- POSTED: 19 May 2014 12:56
- UPDATED: 19 May 2014 13:01
Thailand's economy shrank 0.6 percent year-on-year in January-March, data showed Monday, as the kingdom's political crisis battered consumer confidence and frightened off tourists.
BANGKOK: Thailand's economy shrank 0.6 percent year-on-year in January-March, data showed Monday, as the kingdom's political crisis battered consumer confidence and frightened off tourists.
The contraction is the first since the last three months of 2011, when the country was hit by massive flooding. The National Economic and Social Development Board (NESDB) also slashed its growth outlook for 2014, forecasting 1.5-2.5 percent expansion, down from a previous estimate of 3.0-4.0 percent.
Consumers tightened their spending during the first part of this year "due to increasing concerns over the domestic political situation" that has seen nearly seven months of anti-government protests, a prime minister toppled and street violence that has left 28 people dead and hundreds more wounded.
Southeast Asia's second-biggest economy remains without a fully functioning government, cramping state spending and investment in key infrastructure projects and prompting the NESDB forecast reduction.
The Thai economy in 2014 "is likely to grow at a slow pace as a result of the economic contraction in the first quarter" while the "political uncertainty" will also limit expansion, the board said in a statement.

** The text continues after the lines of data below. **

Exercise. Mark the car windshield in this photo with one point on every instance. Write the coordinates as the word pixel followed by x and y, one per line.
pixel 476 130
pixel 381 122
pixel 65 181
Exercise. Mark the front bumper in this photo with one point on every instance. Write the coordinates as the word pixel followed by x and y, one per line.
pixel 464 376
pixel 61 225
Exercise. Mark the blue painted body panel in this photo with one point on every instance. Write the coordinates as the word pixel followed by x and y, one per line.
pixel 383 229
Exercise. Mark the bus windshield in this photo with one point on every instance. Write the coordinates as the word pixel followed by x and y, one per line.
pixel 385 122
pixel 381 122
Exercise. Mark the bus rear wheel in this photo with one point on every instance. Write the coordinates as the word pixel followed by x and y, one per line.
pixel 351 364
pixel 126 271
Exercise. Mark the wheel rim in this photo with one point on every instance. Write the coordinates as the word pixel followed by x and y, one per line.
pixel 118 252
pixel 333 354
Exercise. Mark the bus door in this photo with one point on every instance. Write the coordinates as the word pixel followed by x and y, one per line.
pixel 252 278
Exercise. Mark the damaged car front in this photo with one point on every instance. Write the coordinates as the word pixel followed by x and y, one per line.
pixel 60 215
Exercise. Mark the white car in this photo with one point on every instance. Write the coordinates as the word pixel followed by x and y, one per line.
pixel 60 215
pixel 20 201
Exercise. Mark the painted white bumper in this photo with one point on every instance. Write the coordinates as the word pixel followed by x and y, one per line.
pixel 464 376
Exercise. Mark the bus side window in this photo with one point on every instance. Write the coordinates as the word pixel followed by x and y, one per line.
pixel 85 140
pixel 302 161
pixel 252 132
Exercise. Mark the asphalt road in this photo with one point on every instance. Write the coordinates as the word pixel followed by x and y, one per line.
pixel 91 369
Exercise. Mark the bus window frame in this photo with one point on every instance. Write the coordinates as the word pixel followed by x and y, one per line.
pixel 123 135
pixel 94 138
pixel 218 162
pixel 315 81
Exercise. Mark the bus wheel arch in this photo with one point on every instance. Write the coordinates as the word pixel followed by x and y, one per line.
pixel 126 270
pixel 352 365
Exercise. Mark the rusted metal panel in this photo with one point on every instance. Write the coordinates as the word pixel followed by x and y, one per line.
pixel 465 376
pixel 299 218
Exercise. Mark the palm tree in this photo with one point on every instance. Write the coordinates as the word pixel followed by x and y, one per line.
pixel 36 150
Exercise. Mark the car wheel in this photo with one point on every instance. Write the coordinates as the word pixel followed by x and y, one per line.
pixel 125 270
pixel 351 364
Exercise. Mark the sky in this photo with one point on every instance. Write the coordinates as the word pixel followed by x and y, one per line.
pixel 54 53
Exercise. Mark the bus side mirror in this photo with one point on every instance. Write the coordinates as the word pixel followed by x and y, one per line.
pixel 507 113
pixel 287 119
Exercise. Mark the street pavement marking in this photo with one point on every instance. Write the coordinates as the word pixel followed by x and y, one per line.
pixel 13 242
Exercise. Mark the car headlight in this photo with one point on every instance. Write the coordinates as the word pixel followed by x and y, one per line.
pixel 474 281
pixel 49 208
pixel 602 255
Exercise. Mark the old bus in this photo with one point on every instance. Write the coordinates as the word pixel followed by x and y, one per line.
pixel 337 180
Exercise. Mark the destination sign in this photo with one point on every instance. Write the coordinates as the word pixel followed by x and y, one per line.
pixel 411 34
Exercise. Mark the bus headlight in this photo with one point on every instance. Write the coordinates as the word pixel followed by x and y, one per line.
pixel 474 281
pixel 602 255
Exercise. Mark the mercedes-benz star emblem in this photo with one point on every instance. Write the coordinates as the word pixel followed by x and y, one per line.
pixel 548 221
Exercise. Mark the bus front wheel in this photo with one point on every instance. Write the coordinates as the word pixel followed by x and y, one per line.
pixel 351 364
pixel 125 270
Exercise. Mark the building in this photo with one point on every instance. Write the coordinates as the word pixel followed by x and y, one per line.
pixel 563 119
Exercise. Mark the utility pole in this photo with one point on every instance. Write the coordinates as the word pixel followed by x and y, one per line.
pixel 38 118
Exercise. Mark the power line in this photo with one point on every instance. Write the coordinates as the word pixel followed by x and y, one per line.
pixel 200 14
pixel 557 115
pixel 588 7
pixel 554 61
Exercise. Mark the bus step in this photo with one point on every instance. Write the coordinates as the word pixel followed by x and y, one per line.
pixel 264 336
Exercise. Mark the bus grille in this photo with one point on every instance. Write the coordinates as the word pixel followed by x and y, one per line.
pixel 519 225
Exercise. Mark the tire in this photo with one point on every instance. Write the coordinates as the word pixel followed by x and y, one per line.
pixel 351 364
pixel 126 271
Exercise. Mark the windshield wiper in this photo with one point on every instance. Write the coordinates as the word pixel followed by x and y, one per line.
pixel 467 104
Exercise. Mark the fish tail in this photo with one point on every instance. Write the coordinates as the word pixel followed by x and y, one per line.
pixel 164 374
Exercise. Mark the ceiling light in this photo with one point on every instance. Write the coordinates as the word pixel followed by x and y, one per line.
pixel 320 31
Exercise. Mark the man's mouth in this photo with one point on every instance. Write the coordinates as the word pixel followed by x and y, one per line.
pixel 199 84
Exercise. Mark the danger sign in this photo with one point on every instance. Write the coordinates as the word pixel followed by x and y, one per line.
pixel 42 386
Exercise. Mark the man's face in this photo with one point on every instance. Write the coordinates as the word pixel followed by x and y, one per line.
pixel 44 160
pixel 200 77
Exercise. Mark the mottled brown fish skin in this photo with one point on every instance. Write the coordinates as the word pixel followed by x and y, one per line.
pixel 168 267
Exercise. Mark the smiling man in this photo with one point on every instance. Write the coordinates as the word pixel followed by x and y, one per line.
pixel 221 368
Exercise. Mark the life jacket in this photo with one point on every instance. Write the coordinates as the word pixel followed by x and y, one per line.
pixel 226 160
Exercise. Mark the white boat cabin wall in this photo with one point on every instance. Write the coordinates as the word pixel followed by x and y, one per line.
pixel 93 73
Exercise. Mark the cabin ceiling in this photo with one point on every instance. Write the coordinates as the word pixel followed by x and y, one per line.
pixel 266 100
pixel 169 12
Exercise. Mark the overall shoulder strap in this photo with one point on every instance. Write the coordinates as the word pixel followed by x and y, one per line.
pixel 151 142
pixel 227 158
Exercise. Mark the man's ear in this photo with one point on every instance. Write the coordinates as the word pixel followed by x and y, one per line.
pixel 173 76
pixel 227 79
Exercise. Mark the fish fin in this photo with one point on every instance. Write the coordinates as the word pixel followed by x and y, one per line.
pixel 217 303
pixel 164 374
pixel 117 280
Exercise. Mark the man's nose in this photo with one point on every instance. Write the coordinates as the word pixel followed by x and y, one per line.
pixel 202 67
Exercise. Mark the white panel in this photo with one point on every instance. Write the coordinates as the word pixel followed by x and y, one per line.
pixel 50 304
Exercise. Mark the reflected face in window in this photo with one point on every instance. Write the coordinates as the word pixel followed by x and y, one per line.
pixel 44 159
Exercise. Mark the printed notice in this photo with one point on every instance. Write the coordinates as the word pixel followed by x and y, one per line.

The kingdom had enjoyed a reputation as "Teflon Thailand" for its enviable record of economic resilience in the face of political upheaval in recent years as well as the floods in 2011.
But Fitch Ratings has warned that the country's "'BBB+" sovereign credit rating could be clipped if the political deadlock continues through the second half of this year.
Consumer confidence has slumped to its lowest level in more than a decade and tourist arrivals dipped by around eight or nine percent in February and March as foreign investors nervously watch the political crisis unfold.